For most of my life, I chose to believe that I had no business in a gym because of my disability. But in January 2009, encouraged to try yoga, I walked into the Sioux Falls YMCA with some hesitation and signed up for a monthly membership. I believed that the main benefit would be to improve my physical flexibility.
But yoga’s impact on me, its impact on my fellow students, and its peaceful influence upon the world are far less visible — and much farther reaching — than touching one’s toes. The secret is consciously paying attention to and working with one’s breath, and consciously entering into the commonality of breath that connects us.
Before this, I experienced anxiety on a daily basis. I would often act to reduce my anxiety, either by choosing to flee situations that were causing me stress, or by attempting to control them. Neither approach left the people around me feeling especially peaceful. My disability looked like an enormous threat that I either needed to deny or manipulate. I never stopped to imagine that I was the one who was making my physical circumstances into a disability. I assumed that both my anxiety and my physical limitations were just part of life and became resigned to them.
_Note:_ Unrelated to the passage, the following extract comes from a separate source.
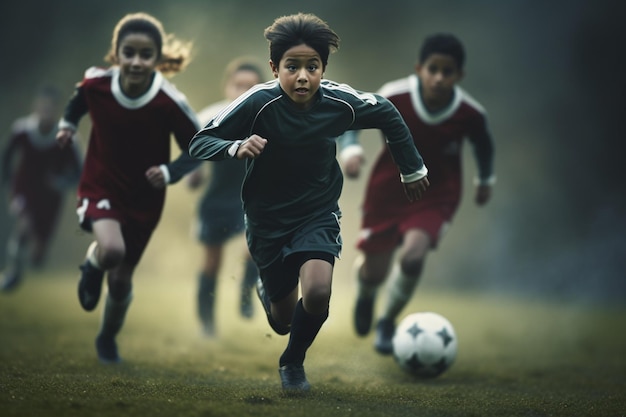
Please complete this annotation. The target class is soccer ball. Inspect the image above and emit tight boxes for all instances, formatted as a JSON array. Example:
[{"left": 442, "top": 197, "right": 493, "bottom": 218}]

Gradually, I noticed that cultivating a consistent, deep breath changed both how I felt and how I viewed the world.
Attending yoga classes has taught me to become conscious of my breath, and the skill of breathing deeply on a consistent basis. I have discovered that the physical circumstances of my speech impediment and minor coordination issues are, in fact, some of my greatest gifts. They allow me to connect with a wide variety of people in a significant and meaningful way. Giving a speech used to be something I avoided. Now, I seek out opportunities to speak to people about journeying from limitations to achieving the extraordinary.
Gandhi famously said:
“Be the change that you wish to see in the world.”
I used to think this change had to be something complex and gigantic, but what I have found is that this change can be far simpler — as simple as a deep breath. This breath cascades through us, connecting us to every other person on the planet, and gifts us, moment by moment, with the opportunity to be the change we wish to see.